Once we have this mathematical relationship that has the specific heat capacity in it, we can algebraically rearrange this expression to solve for that value, 𝑐. We can divide both sides of the equation by 𝑚 times Δ𝑇. When we do that, the 𝑚s and the Δ𝑇s on the right-hand side cancel out. And we find that the value we want to solve for, 𝑐, is equal to the energy change in our object divided by its mass times its change in temperature.
All this tells us that in order to calculate the specific heat capacity of platinum, what we’ll call 𝑐 sub 𝑝, we’ll need to know its change in internal energy, capital 𝐸, the mass of this platinum, 𝑚, as well as the temperature change it goes through, Δ𝑇. It’s important not to forget that we’ve actually already been told the mass of our object in the problem statement.

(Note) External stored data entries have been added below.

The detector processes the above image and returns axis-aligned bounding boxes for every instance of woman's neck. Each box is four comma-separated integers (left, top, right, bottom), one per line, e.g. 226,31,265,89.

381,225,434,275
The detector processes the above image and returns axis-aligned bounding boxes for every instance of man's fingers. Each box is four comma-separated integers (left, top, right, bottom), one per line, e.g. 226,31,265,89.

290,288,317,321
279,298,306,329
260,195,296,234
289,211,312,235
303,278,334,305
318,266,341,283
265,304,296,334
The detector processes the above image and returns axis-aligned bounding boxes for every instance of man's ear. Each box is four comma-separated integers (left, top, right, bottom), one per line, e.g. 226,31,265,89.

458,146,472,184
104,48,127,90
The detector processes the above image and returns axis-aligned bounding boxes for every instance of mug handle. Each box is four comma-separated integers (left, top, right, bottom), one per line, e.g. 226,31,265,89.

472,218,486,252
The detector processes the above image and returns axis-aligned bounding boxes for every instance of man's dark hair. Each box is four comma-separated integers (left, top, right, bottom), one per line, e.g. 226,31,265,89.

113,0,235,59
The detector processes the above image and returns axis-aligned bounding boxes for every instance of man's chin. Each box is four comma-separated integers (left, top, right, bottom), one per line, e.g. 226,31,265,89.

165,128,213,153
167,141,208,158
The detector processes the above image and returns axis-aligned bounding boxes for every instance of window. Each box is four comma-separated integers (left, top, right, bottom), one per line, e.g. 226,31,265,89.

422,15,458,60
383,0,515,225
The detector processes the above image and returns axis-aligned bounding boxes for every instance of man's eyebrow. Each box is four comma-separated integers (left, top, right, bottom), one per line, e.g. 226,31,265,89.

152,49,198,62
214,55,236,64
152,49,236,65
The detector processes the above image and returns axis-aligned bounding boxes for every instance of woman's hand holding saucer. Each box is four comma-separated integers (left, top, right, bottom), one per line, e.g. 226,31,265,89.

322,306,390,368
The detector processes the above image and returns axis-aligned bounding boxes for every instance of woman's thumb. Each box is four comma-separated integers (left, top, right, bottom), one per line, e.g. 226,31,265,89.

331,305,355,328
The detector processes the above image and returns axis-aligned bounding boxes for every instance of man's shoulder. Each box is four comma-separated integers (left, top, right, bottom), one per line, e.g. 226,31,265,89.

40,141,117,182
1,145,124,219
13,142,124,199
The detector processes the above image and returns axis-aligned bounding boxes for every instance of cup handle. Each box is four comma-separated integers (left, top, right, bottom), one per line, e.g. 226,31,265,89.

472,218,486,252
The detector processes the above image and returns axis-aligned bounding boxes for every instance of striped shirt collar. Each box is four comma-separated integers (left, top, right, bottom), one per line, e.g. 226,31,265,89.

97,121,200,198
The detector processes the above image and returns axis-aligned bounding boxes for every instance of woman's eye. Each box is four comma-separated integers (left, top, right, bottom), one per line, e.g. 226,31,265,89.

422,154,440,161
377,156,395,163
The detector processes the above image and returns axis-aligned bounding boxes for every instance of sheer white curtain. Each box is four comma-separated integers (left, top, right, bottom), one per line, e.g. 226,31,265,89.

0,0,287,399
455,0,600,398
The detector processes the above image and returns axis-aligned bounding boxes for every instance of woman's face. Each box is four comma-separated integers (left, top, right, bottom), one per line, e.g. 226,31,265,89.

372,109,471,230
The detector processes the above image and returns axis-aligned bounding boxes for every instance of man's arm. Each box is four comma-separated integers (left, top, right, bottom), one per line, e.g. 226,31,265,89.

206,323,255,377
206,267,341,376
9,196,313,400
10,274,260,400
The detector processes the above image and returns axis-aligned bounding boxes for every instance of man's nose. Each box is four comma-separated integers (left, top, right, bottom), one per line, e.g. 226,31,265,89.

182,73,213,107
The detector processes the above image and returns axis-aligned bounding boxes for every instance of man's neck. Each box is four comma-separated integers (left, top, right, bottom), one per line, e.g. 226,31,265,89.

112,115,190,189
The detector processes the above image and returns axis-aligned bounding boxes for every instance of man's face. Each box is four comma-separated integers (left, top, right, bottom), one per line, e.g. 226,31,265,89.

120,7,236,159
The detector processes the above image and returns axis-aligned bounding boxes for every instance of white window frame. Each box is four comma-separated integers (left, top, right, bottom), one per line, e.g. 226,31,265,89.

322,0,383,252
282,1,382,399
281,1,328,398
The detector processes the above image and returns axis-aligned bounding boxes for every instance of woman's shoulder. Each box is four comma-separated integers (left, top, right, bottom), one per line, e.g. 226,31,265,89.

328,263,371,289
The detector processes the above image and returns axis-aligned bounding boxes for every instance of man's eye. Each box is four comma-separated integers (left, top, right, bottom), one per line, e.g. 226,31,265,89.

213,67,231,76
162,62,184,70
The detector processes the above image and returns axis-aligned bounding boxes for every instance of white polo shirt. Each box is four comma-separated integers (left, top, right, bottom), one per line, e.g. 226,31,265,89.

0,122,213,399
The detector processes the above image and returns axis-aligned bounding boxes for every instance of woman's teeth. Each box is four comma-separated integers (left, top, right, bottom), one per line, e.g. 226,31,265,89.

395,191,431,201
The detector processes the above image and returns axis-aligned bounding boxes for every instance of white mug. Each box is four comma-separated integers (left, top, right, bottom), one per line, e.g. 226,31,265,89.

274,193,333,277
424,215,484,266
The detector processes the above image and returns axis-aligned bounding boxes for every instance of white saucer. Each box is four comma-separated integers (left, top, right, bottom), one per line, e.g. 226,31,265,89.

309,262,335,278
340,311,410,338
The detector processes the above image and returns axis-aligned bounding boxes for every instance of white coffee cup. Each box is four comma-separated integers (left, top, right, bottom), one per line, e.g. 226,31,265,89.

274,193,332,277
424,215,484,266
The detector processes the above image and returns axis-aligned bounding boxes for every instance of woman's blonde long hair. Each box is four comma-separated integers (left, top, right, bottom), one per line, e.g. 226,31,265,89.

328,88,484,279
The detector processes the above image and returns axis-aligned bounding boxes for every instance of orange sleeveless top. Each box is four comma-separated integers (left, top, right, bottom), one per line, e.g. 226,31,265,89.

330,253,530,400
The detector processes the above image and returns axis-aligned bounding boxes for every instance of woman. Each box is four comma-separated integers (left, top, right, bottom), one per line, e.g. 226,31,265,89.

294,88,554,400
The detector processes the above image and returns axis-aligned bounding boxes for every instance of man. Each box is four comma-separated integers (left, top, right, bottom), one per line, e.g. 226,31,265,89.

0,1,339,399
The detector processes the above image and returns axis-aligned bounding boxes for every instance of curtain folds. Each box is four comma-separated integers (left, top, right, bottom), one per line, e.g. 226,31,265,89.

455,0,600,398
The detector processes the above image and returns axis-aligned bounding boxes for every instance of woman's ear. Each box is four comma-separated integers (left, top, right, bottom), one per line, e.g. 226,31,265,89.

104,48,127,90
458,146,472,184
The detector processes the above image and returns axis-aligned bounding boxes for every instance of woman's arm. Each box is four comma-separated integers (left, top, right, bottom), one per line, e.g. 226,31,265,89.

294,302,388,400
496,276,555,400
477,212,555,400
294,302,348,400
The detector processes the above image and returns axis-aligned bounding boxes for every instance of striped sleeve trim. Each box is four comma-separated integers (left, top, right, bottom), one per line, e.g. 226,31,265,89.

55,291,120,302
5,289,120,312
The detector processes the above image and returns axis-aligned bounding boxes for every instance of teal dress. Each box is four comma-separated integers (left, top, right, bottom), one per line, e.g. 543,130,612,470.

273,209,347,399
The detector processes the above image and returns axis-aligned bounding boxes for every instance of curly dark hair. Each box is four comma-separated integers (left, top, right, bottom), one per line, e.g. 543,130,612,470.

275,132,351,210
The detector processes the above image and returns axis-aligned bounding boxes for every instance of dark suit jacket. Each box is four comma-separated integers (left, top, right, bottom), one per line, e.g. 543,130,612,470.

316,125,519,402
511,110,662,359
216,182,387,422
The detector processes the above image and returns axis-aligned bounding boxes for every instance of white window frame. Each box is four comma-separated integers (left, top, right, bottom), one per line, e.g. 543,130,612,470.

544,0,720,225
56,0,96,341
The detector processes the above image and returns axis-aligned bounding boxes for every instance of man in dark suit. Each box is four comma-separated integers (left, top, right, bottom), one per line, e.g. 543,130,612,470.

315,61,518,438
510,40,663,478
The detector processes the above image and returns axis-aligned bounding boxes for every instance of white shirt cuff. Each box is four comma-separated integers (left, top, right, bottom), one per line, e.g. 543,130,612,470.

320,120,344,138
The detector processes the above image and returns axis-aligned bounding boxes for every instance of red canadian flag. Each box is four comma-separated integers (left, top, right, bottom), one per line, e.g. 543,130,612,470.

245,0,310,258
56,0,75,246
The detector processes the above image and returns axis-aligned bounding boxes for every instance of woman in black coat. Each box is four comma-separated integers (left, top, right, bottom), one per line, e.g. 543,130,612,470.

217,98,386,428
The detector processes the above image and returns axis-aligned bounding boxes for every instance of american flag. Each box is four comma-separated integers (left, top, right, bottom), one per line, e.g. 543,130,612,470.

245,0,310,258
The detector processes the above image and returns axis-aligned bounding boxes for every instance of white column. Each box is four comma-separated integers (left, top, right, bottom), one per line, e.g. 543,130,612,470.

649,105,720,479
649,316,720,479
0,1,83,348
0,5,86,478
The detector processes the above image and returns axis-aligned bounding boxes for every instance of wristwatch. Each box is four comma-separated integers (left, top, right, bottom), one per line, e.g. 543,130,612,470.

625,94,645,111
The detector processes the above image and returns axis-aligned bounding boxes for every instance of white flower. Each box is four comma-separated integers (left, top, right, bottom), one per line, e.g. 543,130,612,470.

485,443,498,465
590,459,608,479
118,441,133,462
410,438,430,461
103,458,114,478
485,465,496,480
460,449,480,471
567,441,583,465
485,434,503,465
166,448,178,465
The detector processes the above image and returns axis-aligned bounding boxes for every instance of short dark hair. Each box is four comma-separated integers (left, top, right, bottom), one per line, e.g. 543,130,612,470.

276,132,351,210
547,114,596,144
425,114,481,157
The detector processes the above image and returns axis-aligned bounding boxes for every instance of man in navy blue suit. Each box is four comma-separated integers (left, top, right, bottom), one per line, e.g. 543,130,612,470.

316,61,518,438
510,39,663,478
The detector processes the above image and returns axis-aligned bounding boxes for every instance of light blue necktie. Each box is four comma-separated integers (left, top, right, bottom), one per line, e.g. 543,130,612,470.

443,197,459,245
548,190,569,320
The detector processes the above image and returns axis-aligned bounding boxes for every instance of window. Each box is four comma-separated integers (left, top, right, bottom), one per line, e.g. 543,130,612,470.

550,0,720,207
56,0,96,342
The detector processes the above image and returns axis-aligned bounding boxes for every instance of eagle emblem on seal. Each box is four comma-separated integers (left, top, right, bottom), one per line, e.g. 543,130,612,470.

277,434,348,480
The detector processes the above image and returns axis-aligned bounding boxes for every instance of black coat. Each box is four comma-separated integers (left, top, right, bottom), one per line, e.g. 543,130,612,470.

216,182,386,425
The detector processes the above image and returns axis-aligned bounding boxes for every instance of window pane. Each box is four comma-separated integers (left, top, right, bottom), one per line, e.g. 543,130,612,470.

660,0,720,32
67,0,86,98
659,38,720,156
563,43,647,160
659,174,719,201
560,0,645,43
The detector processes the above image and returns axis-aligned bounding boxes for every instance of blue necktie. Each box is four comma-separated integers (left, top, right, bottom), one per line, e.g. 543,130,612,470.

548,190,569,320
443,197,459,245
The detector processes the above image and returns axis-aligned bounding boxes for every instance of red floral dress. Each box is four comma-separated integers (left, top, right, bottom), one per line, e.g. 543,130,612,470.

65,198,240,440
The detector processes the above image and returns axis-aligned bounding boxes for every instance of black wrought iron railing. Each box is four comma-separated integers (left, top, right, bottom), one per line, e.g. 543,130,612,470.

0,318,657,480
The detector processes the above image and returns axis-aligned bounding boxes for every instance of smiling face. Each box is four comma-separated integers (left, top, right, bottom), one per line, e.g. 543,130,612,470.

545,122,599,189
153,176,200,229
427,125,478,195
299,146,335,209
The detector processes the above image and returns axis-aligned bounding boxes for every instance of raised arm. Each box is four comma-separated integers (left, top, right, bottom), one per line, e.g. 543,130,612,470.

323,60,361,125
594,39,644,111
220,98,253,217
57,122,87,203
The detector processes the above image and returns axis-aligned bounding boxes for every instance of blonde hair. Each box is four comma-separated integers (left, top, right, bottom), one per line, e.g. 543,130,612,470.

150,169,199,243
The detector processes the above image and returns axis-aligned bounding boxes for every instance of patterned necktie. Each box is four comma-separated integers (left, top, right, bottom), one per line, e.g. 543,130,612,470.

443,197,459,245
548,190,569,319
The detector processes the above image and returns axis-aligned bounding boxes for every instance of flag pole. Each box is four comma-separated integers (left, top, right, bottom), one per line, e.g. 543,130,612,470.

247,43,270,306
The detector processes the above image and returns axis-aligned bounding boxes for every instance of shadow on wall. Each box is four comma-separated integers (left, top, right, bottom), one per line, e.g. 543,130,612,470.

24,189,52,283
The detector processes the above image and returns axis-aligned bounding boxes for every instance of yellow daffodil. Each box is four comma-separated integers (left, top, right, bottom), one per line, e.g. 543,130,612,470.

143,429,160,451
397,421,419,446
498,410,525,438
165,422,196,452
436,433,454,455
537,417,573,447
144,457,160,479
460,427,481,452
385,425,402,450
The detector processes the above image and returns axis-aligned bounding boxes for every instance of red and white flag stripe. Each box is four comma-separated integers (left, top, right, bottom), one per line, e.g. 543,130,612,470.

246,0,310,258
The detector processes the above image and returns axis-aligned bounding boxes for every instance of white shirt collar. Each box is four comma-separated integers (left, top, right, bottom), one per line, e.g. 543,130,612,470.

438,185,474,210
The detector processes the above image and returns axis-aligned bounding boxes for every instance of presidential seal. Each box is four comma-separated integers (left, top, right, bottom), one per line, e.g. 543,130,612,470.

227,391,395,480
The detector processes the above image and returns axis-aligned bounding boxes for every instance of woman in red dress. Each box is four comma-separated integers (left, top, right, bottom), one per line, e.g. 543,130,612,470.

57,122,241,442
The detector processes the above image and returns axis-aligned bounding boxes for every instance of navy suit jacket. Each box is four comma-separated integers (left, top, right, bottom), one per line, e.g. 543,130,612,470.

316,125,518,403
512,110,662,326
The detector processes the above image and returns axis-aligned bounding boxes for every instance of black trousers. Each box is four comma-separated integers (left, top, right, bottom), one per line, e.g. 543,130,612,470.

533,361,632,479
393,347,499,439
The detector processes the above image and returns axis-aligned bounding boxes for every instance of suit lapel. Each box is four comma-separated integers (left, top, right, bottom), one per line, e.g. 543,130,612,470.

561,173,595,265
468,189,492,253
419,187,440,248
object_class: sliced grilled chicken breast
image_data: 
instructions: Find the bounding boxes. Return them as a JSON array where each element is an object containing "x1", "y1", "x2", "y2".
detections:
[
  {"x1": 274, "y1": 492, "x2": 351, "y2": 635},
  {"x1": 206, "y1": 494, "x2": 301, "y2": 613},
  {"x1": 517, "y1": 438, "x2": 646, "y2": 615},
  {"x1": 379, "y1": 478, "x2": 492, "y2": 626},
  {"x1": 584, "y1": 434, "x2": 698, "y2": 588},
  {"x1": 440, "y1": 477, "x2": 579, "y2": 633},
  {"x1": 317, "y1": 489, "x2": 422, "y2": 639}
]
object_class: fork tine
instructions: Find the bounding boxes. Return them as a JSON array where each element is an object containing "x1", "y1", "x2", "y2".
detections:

In this experiment, we’re working with a block of platinum with a mass of 0.2 kilograms. Once that’s substituted in, now all we need to do is solve for the internal energy and the change in temperature of our platinum. And to do that, we’ll rely on the data points plotted in our graph, even though there are five separate data points. Because they all lie exactly on the same line, we can choose any one of these five to give us our values for the change in internal energy and the change in temperature.
For example, let’s say we choose this data point right here, the one at a temperature of 26 degrees Celsius and a change in internal energy of 150 joules. Using this data point means that we’ll replace capital 𝐸 in our equation with 150 joules. After all, that’s the change in internal energy that our platinum block went through at this given data point. And then, what’s Δ𝑇? Well, we see that at this data point, the temperature is 26 degrees Celsius. But that’s not the change in temperature that our block went through. That’s because our block started not at a temperature of zero degrees Celsius, but at a temperature of 20 degrees Celsius. So, the change is the difference between 20 and 26. Based on that, we can see that the change in temperature is actually six degrees Celsius.
We’re now ready to calculate the specific heat capacity of platinum, the right-hand side of this expression. When we do, to three significant figures, our answer is 125 joules per kilogram degrees Celsius. And remember, we would’ve gotten the same result regardless of which of the five data points we chose to use in our calculation. Or indeed, we could’ve used any point along this line, since all the data points lay exactly along it. And if that claim seems dubious, then feel free to check it out.
In conclusion, we found that the specific heat capacity of platinum is 125 joules per kilogram degrees Celsius.